RSS Goes Mod in the Age of Modi

With online membership drives, IT Milans, rising women applicants, a relaxed dress code and behavioural training camps, the RSS gets a makeover to boost membership and propel it into the high-tech brave new world.

The Bharatiya Janata Party’s spiritual cousin, the Rashtriya Swayamsevak Sangh (RSS) is painting cyberspace saffron as its ranks keep swelling. Reviled for decades by the Congress party, the Left and allies as an inclusive Hindu organisation, the RSS seems to be coming into its own as a modern, tech-savvy and dress-friendly outfit which is attracting even IT professionals and urban women to its nationalist philosophy in the Age of Modi. ‘Catch them young and trendy’ appears to be the Sangh buzzword—online registrations for Bal Sewaks (child members) have also gone up.

Realising the importance of seizing and consolidating the future, the RSS is aggresively reaching out to prospective members online, leaving all other political parties behind with its success. The RSS’s number of followers on Twitter—over 83,000 may not be anywhere near its most famous pracharak Prime Minister Narendra Modi’s 6.82 million, but its strategists are using all the e-tools that propelled the latter to his current post—social media, online recruitment and television.

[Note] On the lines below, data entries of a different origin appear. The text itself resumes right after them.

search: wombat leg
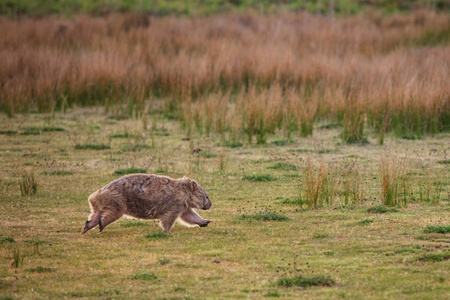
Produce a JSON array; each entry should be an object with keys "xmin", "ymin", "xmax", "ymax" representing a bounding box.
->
[
  {"xmin": 180, "ymin": 209, "xmax": 211, "ymax": 227},
  {"xmin": 98, "ymin": 210, "xmax": 124, "ymax": 232},
  {"xmin": 160, "ymin": 215, "xmax": 178, "ymax": 234},
  {"xmin": 82, "ymin": 211, "xmax": 101, "ymax": 234}
]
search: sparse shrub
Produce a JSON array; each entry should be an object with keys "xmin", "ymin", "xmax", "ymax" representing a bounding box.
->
[
  {"xmin": 219, "ymin": 151, "xmax": 227, "ymax": 172},
  {"xmin": 300, "ymin": 157, "xmax": 335, "ymax": 209},
  {"xmin": 342, "ymin": 99, "xmax": 367, "ymax": 144},
  {"xmin": 114, "ymin": 168, "xmax": 147, "ymax": 175},
  {"xmin": 278, "ymin": 275, "xmax": 334, "ymax": 287},
  {"xmin": 20, "ymin": 171, "xmax": 38, "ymax": 196},
  {"xmin": 339, "ymin": 162, "xmax": 365, "ymax": 206},
  {"xmin": 424, "ymin": 225, "xmax": 450, "ymax": 233},
  {"xmin": 242, "ymin": 174, "xmax": 277, "ymax": 181},
  {"xmin": 128, "ymin": 272, "xmax": 158, "ymax": 281},
  {"xmin": 381, "ymin": 159, "xmax": 410, "ymax": 206},
  {"xmin": 75, "ymin": 144, "xmax": 111, "ymax": 150}
]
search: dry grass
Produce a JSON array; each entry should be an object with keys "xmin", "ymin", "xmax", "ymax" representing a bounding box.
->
[
  {"xmin": 0, "ymin": 108, "xmax": 450, "ymax": 299},
  {"xmin": 0, "ymin": 11, "xmax": 450, "ymax": 143}
]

First it opened its Facebook account in 2012, made its Twitter debut in August, and started its YouTube channel four months ago; the RSS is increasingly using the Internet to propagate its work. With India set to be the youngest country in the world by 2020 and with 243 million Indians online not to mention the millions of NRIs on social media, the Sangh’s focus is on attracting more youth and students to its fold. Its Facebook page crossed one million ‘likes’ in June, a few days after the BJP government took over. In last three months, it has added another 1.3 lakh ‘likes.’ It claims its nationwide membership is rising steadily.

E-VELOCITY BOOST

“Since we started online registration feature, ‘Join RSS’ three years ago, there has been upsurge in number of new members. In 2012, there were 1,000 requests a month. Last year, it jumped to 2,500. This year, it is 7,000,” RSS’s national publicity wing in-charge Dr Manmohan Vaidya said.